The aesthetic of ‘Italian Set’ is based on a combination of leather with jacquard, wool, mink or cashmere to create a timeless, luxurious, sophisticated style. As with all things Tod’s, there is a merging of past and future, which in this case results in a wardrobe for a modern urban existence. Perhaps most significantly, Alessandra Facchinetti’s vision for the Brand showcases how Made in Italy possesses a contemporary spirit, as well as being rooted in heritage and artisanal skill.
Forms are casual, with lowered pockets and soft proportions, even in the constructed garments. Patches and saddlery backs create a sense of craftsmanship, and jackets take centre stage: peacoats, cabans, bomber jackets, cagoules and double-breasted jackets all demonstrate a continuous dialogue between sportswear and couture.
A military theme runs throughout, evident in the Montgomery duffle coats, capes, trench coats, half-belted cabans and uniform-style leather skirt. But the effect is decidedly elegant, rather than utilitarian.
Checks are applied to technical fabrics and also appear as jacquard in wool and silk. Checks feature in the stitching, in the mink, and also become openwork resembling a subtle Madras on the pony skin overcoat.
Carpet-style geometry also features in an important pattern, taking the form of an unusual all-over print on a midnight blue, ice or Bordeaux ground. Lozenge-form patterns suggest optical illusions, decorating bags as well as clothing, creating a virtual jacquard.
Micro fur is employed to luxurious effect: elasticised two-tone mink cuffs, a long, thin fur scarf and a removable mink neck on a two-tone turtleneck. But there is toughness here too a rigid lacquered basque becomes a modern, non-constricting saddlery-inspired corset.
The collection is completed with a range of leather bracelets and distinctive hats.

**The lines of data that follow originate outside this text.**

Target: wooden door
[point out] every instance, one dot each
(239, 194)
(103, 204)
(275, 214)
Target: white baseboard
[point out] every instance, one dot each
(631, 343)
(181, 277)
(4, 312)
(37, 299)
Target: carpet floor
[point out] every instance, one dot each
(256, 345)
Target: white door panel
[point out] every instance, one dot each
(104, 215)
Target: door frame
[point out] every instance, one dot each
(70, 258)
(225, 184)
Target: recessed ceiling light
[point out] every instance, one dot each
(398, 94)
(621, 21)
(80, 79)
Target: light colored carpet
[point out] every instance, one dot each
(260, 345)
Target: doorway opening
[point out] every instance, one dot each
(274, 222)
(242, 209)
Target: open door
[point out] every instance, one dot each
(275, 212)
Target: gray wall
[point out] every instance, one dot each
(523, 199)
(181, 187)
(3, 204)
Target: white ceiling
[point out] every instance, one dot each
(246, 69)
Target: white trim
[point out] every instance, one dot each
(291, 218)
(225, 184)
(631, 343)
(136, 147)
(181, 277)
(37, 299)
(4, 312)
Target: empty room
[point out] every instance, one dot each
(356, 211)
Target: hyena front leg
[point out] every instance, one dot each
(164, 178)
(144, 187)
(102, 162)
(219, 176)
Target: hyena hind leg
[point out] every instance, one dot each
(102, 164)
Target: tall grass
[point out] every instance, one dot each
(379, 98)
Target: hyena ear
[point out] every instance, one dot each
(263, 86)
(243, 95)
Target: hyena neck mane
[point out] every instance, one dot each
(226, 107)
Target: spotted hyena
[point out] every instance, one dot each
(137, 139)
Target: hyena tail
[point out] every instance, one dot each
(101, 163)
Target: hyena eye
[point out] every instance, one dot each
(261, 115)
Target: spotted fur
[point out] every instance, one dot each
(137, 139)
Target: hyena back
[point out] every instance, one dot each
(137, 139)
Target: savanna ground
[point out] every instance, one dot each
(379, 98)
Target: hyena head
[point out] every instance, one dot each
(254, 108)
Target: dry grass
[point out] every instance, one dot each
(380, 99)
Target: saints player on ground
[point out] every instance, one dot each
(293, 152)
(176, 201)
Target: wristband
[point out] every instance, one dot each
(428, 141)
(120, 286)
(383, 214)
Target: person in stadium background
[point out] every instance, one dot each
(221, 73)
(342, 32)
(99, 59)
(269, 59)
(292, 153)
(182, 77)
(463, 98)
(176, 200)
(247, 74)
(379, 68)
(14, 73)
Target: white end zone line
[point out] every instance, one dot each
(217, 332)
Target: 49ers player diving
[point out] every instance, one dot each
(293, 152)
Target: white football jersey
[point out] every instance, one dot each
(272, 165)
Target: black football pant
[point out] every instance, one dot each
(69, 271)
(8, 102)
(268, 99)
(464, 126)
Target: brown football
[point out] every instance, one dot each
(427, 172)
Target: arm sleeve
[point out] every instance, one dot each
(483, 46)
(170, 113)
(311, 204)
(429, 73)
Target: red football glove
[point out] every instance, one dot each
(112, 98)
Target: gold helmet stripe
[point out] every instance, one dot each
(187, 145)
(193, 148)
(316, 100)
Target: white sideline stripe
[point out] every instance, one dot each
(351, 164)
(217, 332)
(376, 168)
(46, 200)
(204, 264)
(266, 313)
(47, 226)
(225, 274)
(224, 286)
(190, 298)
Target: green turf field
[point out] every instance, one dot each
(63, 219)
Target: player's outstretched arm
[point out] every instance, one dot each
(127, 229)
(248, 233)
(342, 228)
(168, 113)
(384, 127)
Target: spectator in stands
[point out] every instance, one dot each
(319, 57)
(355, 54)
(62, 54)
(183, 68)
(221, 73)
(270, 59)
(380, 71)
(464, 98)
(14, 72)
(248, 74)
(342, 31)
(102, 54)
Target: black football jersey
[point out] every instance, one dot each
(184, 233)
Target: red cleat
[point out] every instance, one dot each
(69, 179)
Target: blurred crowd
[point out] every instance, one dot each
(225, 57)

The new Tod’s shoe collection
for women places an emphasis on simplicity. The Mocassino is flat but ultra-feminine, with a new metal buckle. The New Boot apparently features a gaiter, as in a technical riding
boot, but is in fact made from one piece of leather – a double layer of leather
cut on the front by the line of the zip. This also comes as an ankle boot. Ballerinas have a reference to the iconic
Gommino on the heel, in metal, while
high-heels suggest futurist-style saddlery shapes. There is striking innovation
here too: the College Illusion style combines an ankle boot and a moccasin to create
a type of leather shoe/sock incredibly comfortable and modern.
Materials include ponyskin, which has a matt appearance, is extremely soft and does not show classic markings, split suede, and calfskin processed using the methods of furriers and screen printed to create a spotted black-and-white animal-skin effect. Throughout, there are experiments with shine from leather dyed with an elegant finish and chrome-tanned calfskin, to a metallic, translucent almost-mirror-effect achieved through the use of a sprayed laminate, and roll-glossed, grainy, puckered goatskin leather.
Colours range from the rainbow selection in which the Gommino is available, to metallic gold and silver and the more subdued and classic white, pink, burgundy, black, light and dark blue.
The bags in this season’s
collection, while maintaining all the Brand’s hallmarks of tradition and
quality, display the influence of modern sportswear and adopt design cues from
Alessandra Facchinetti’s second ready-to-wear collection for Tod’s.
Colours range from the rainbow selection in which the Gommino is available, to metallic gold and silver and the more subdued and classic white, pink, burgundy, black, light and dark blue.
Carpet-style geometric patterns feature on the D-Cube models – lozenge-form designs suggesting optical illusions – while colour-block fur panels adorn the small D-Cube. Checks, also prominent in the clothing collection, appear as a recurring motif, either created from contrasting-coloured leather seams, or occurring as a pattern on the fur sides of the mini D-Cube.
The Tod’s Sellas Bag and D-Cube come in Carpet Couture form: designed in carpet fabric, which shows off the craftsmanship of maxi finishes.
The D-Cube is also available in the D-Cube Stories collection, a range of bags featuring the leather lozenge-jacquard, with check-pattern saddlery inlays and two-tone mink, thus interweaving many of the key elements of the season. While the striking Bauletto Military has a waxed finish, a saddle patch and stripes.